She said nothing more—she had placed him there with that question, and the silence lasted a minute, broken by the call of an appealing costermonger, which came in with the mild March air, with the shabby sunshine, fearfully unbecoming to the room, and with the small homely hum of Chirk Street.
Presently he moved nearer, but as if her question had quite dropped.
"I don't see what has so suddenly wound you up."
"I should have thought you might perhaps guess.
Let me at any rate tell you.
Aunt Maud has made me a proposal.
But she has also made me a condition.
She wants to keep me."
"And what in the world else could she possibly want?"
"Oh, I don't know—many things.
I'm not so precious a capture," the girl a little dryly explained. "No one has ever wanted to keep me before."
Looking always what was proper, her father looked now still more surprised than interested.

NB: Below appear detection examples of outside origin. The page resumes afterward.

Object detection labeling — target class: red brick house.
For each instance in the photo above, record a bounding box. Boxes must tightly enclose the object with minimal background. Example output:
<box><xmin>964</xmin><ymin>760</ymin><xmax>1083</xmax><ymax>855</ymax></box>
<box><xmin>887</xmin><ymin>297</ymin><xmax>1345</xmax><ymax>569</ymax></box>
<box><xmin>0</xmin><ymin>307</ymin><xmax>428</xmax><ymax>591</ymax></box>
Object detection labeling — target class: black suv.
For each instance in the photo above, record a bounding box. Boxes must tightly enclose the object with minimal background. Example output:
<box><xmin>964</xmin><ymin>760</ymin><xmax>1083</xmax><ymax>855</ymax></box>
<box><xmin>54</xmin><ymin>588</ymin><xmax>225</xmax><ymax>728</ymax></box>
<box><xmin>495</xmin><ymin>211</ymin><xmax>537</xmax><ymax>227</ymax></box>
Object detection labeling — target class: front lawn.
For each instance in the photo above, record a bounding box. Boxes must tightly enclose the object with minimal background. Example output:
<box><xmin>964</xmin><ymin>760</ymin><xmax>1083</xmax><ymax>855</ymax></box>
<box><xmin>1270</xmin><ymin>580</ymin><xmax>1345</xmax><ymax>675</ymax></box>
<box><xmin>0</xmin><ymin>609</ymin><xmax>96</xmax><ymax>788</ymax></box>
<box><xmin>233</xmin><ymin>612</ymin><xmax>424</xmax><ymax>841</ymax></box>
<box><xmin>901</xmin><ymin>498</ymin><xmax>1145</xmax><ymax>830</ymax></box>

"You've not had proposals?" He spoke as if that were incredible of Lionel Croy's daughter; as if indeed such an admission scarce consorted, even in filial intimacy, with her high spirit and general form.
"Not from rich relations.
She's extremely kind to me, but it's time, she says, that we should understand each other."
Mr. Croy fully assented.
"Of course it is—high time; and I can quite imagine what she means by it."
"Are you very sure?"
"Oh, perfectly.
She means that she'll 'do' for you handsomely if you'll break off all relations with me.

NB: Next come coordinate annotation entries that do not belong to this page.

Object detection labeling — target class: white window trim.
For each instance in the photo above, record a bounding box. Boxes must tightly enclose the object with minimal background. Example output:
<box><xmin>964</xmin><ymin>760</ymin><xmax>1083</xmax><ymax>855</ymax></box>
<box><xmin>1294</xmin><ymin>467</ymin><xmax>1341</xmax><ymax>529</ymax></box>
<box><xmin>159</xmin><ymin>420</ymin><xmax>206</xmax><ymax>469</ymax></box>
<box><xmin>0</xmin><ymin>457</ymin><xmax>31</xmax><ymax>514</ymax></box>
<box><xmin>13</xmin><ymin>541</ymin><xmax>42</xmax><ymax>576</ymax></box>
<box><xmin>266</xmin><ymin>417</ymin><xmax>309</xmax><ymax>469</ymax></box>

You speak of her condition.
Her condition's of course that."
"Well then," said Kate, "it's what has wound me up.
Here I am."
He showed with a gesture how thoroughly he had taken it in; after which, within a few seconds, he had, quite congruously, turned the situation about.
"Do you really suppose me in a position to justify your throwing yourself upon me?"
She waited a little, but when she spoke it was clear.
"Yes."
"Well then, you're a bigger fool than I should have ventured to suppose you."
"Why so?
You live.
You flourish.
You bloom."
"Ah, how you've all always hated me!" he murmured with a pensive gaze again at the window.
"No one could be less of a mere cherished memory," she declared as if she had not heard him. "You're an actual person, if there ever was one.
We agreed just now that you're beautiful.
You strike me, you know, as—in your own way—much more firm on your feet than I am.
Don't put it to me therefore as monstrous that the fact that we are, after all, parent and child should at present in some manner count for us.
My idea has been that it should have some effect for each of us.
I don't at all, as I told you just now," she pursued, "make out your life; but whatever it is I hereby offer you to accept it.
And, on my side, I'll do everything I can for you."
"I see," said Lionel Croy.
Then, with the sound of extreme relevance, "And what can you?"
She only, at this, hesitated, and he took up her silence.
"You can describe yourself—to yourself—as, in a fine flight, giving up your aunt for me; but what good, I should like to know, would your fine flight do me?" As she still said nothing he developed a little. "We're not possessed of so much, at this charming pass, please to remember, as that we can afford not to take hold of any perch held out to us.
I like the way you talk, my dear, about 'giving up!'
One doesn't give up the use of a spoon because one's reduced to living on broth.
And your spoon, that is your aunt, please consider, is partly mine as well."
She rose now, as if in sight of the term of her effort, in sight of the futility and the weariness of many things, and moved back to the poor little glass with which she had communed before.
She retouched here again the poise of her hat, and this brought to her father's lips another remark in which impatience, however, had already been replaced by a funny flare of appreciation.